This could be used to create a language learning game… I’m currently using LingoDeer to learn Japanese, but it’d be fun to create an interactive learning experience.
I don’t see many of those on Roblox.
+1 If you think there should be a “Learning” category/genre.
Small issue here is that whether or not the game stays up is up to some random person. No obligation to keep it up. It’s a small issue, but it makes other resources more feasible.
At least officially, at the moment our only “supported” locale ids are en-us and es-es. “Officially.”
More generally we use IETF RFC 5646 language tags. Conventionally the country code is upper cased, but here at Roblox we lower case the whole thing (don’t ask).
As an example here’s one more exhaustive list. No guarantees that we will support the one-part two letter generic language codes, which this list does include. We’re still having debates about that.
If you stick to the more popular two-part codes here you should be golden. No guarantees on the more exceptional cases, like where the same language can be used in two different scripts (e.g. Serbian, or even Chinese). The standards here are a little bit loose unfortunately, which means different companies have implemented things slightly differently. We’re still working on locking down our standards on these more complex cases.

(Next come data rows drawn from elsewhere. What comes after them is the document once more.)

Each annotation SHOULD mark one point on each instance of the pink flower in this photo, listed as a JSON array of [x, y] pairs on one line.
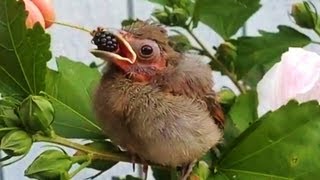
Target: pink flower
[[39, 11], [296, 76]]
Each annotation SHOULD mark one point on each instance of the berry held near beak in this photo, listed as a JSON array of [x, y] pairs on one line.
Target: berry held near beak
[[155, 102]]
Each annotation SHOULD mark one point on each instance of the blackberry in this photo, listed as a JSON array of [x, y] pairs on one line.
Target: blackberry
[[105, 41]]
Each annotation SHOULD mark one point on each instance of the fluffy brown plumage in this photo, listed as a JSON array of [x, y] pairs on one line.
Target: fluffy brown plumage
[[161, 108]]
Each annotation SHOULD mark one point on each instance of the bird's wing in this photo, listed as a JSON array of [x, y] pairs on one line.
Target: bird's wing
[[215, 109]]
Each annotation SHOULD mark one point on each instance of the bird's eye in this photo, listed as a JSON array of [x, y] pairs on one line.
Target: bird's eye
[[146, 51]]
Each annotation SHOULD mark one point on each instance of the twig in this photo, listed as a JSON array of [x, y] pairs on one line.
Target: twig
[[219, 65], [72, 26]]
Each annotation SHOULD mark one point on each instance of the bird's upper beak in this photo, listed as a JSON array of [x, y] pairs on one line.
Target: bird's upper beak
[[122, 56]]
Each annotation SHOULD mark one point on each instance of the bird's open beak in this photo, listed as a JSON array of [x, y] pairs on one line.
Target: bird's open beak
[[123, 55]]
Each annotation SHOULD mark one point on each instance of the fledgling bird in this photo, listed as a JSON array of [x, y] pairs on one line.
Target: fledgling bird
[[155, 102]]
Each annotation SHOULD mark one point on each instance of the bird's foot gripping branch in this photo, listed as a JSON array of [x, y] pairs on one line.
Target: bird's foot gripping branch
[[156, 99]]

The fact that you told me not to ask about the fact the country code is lowercased makes me want to ask.
Please, feel free to provide an answer whos own existence forces me to question my understanding and capacity to continue in the field of Computer Science and Engineering.
Have you considered streaming fonts as if they were assets? If download size is the problem, the only thing the client really needs from an api-standpoint is data on character spacing (for TextService:GetTextSize() and .TextBounds), then maybe bundle a low-res variant of the font that gets updated in quality when they see that font in-game for the first time.
If you want to simply scrape all of the text from your game and put it into this, here’s some ROUGH code that you need to customise for your own usage
local tableLocal = game.LocalizationService.GeneratedLocalizationTable
local newTable = tableLocal:GetEntries()
for _, value in pairs (game.ServerStorage.Questions:GetDescendants()) do
pcall(function()
if value.Value ~= nil and string.len(value.Value) > 1 then
table.insert(newTable, {Source = value.Value, Context = "Workspace.Questions.QuestionScreen.SurfaceGui.Back.Question", Example = "", Key = "", Values = {}})
end
end)
end
tableLocal:SetEntries(newTable)
I have a question, according to the video, we have to play out the games so it can capture the text it has seen. What if there is a lot of text in the game, that would take forever to play all the rounds! Is there any way to just capture all the text so none gets left out? Am I missing any information? Please respond, thanks!
There’s a ton of LocalizationTable APIs that will let you do all the same things that the text scraper tool does. Particularly SetEntryValue.
Those tools that we provide are the most general purpose tools that we could devise. You know your game, we don’t. It’s your job to make the assumptions we can’t make.
If you use the dialog editor it would be easy to write a plugin to stuff all that into a table at once and set up keys for them (if you do, share it!). If you store your strings in custom module scripts you can write some custom code to add those all at once easily as well.